Indiana’s unemployment rate held steady at 3.1% in February, just before a wave of job losses and unemployment applications in March due to the coronavirus pandemic that threaten to send the rate much higher.
The Indiana Department of Workforce Development reported the state’s February employment statistics on Friday morning with a prominent caveat that they only cover Feb. 1 through Feb. 29.
In that period, the state’s unemployment rate remained at 3.1%, the same as in January.
Indiana’s labor force—which is composed of both employed and unemployed-but-willing-to-work residents—rose by 3,114 workers from January to February, essentially remaining at 3.39 million.
Indiana’s labor-force participation rate—the percentage of the state’s population that is either employed or actively seeking work—also held firm at 64.4%, ahead of the national rate of 63.4%.
Private sector employment in Indiana grew by 3,900 in February over the previous month, the state said. Total private employment was 2,748,000, which was 1,300 below the January 2019 peak.
The increase was due in large part to gains in Private Educational and Health Services (2,300) and the Construction (1,600) sectors. Losses occurred in Trade, Transportation and Utilities (-1,500) and Professional and Business Services (-300).
The unemployment rate in Indiana for February was lower than the rates in neighboring states Michigan (3.6%), Illinois (3.4%), Ohio (4.1%) and Kentucky (4.2%).
The unemployment rate for the United States dipped from 3.6% in January to a 50-year low of 3.5% in February. That is expected to change significantly when figures for March are compiled, due to a surge in layoffs as business activity in many sectors slows to a near standstill.
Efforts to contain the spread of the coronavirus have all but eliminated the ability to gather in groups in many states, either socially or professionally.

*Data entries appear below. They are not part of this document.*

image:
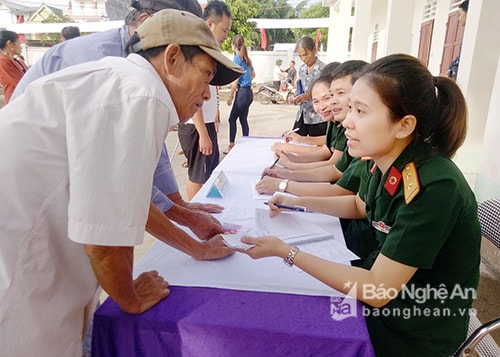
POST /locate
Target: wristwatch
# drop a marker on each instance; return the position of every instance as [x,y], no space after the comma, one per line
[283,185]
[288,260]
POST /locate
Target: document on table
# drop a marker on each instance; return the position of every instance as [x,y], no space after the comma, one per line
[293,228]
[233,240]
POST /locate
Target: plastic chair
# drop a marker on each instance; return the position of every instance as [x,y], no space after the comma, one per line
[479,340]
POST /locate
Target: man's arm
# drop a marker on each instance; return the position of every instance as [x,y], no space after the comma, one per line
[163,229]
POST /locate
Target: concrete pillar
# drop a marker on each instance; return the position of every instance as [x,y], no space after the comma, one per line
[398,26]
[338,32]
[361,30]
[479,78]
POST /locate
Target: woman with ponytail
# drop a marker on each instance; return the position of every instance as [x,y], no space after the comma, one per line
[417,285]
[12,66]
[242,89]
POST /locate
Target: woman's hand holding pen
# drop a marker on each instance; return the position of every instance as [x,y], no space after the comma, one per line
[281,200]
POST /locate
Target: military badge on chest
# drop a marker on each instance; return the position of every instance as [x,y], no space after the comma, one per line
[393,180]
[410,181]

That has gutted employment in sectors including food service, travel, manufacturing and hospitality.
Indiana Gov. Eric Holcomb on Monday ordered residents to stay at home through April 6, except those performing essential work or certain permitted activities.

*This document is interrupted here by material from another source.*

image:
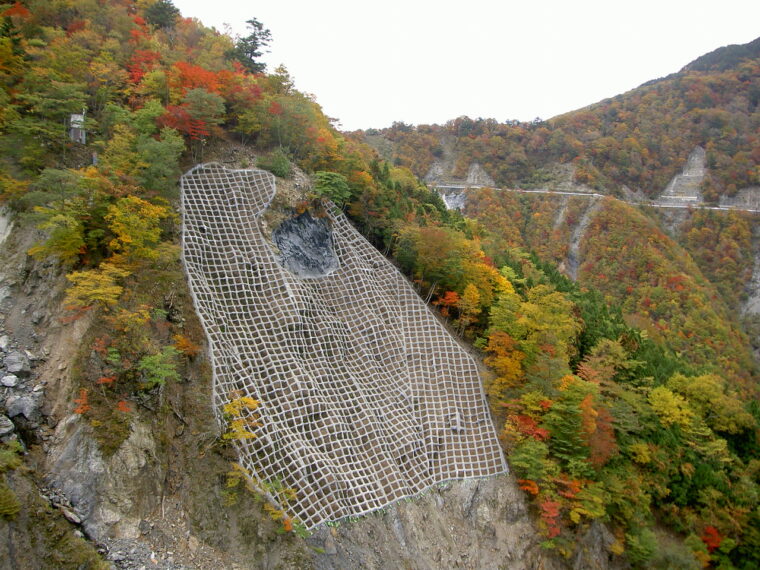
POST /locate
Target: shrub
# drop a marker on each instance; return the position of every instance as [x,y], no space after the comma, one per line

Nearly 3.3 million Americans applied for unemployment benefits last week—more than quadruple the previous record set in 1982. Filings for unemployment aid generally reflect the pace of layoffs.
In Indiana, initial claims filed for the week ended March 21 rose to a whopping 61,635, up from 2,596 claims the previous week, according to the U.S. Labor Department.

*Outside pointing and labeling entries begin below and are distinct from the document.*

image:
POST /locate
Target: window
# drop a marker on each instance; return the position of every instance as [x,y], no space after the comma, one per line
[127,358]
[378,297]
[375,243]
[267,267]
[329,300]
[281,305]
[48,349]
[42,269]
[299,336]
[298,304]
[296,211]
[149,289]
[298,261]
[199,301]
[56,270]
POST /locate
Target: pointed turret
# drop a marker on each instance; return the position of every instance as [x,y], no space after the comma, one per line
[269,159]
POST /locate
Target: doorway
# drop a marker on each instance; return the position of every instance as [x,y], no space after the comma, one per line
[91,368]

As job losses mount, some economists say the nation’s unemployment rate could approach 13% by May. By comparison, the highest jobless rate during the Great Recession, which ended in 2009, was 10%.
With layoffs surging, a significant expansion of unemployment benefits for the millions who will lose jobs as a result of the coronavirus outbreak was included in a $2.2 trillion economic relief bill nearing final approval in Congress.